Modified discrete cosine transform

The modified discrete cosine transform (English modified discrete cosine transform , short MDCT ) is a real-valued , discrete , linear , orthogonal transformation , which to the group of discrete Fourier transforms counts (DFT) and a modification of the eponymous discrete cosine transform is (DCT).

The MDCT was developed in 1986, 1987 by John P. Princen, AW Johnson, and Alan B. Bradley.

The MDCT is the central transformation of the audio data compression methods Advanced Audio Coding (AAC), Dolby Digital (AC-3), Ogg Vorbis , but also MPEG Audio Layer 3 (MP3), Opus and ATRAC use and others. a. the MDCT as a spectral transformation. In addition, there is the similarly structured modified discrete sine transformation (MDST), which is based on the discrete sine transformation , but which has no significant significance in the field of digital signal processing .

motivation

The MDCT is based on type IV of the discrete cosine transformation, also referred to as DCT-IV, and uses at the beginning of the input signal sequence to be transformed, for example, this is a finite number of samples of an audio signal, an even continuation and at the end of the signal sequence an odd continuation.

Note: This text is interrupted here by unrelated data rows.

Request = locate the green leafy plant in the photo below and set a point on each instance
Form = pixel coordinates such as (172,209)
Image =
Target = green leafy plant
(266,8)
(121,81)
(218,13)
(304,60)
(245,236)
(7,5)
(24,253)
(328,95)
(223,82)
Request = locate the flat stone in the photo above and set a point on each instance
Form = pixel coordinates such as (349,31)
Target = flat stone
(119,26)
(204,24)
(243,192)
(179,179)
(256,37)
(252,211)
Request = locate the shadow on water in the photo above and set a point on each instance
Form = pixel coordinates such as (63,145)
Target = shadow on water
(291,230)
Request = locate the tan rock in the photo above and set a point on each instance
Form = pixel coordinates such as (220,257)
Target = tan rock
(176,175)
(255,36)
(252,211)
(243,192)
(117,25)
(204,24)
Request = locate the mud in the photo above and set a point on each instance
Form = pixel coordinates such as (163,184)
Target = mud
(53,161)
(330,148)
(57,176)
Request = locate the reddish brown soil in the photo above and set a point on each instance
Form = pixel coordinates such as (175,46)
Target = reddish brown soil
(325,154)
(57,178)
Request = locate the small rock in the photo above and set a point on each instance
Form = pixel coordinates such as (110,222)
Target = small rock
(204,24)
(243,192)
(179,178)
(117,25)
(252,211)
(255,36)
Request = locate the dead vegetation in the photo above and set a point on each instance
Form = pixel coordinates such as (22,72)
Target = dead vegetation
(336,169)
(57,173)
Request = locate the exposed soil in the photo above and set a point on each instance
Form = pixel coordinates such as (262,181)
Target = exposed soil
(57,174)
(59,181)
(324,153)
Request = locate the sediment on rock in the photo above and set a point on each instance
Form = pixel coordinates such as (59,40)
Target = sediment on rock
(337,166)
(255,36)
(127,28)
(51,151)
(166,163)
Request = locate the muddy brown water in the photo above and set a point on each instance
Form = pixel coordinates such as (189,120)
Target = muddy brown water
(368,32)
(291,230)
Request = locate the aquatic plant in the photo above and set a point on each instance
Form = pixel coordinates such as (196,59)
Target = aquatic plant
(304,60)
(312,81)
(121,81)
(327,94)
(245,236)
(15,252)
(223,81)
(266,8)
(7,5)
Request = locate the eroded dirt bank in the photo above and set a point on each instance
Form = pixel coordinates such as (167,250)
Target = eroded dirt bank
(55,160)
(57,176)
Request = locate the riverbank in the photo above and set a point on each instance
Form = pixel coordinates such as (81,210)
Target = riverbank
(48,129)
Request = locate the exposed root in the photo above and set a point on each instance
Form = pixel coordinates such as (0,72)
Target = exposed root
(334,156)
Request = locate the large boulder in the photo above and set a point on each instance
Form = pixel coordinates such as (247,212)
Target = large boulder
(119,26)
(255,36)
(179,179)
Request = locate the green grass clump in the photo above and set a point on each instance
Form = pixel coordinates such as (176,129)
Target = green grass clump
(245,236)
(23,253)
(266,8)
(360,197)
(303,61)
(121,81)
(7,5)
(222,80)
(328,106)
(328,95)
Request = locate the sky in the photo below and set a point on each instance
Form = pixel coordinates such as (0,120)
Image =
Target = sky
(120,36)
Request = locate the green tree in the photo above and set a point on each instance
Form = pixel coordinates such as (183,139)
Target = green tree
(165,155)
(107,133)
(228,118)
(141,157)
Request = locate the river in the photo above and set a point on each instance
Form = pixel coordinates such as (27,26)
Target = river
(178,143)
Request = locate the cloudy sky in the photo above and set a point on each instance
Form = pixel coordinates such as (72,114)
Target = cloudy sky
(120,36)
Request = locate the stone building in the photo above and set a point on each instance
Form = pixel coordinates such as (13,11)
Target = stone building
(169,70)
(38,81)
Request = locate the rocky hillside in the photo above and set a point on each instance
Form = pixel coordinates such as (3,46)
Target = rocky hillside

The input signal is divided into successive blocks, each block being subjected to the transformation separately. In the MDCT, the signal sequences for forming the individual blocks are partially overlapped with one another in order to compensate for the even or odd continuations of the block formation. In the mostly English-language specialist literature, this is referred to as time-domain aliasing cancellation (TDAC) . Similar methods are used in the context of the DFT with the overlap-add method and the overlap-save method , in order to convert the periodic continuation of the DFT into the aperiodic convolution operation.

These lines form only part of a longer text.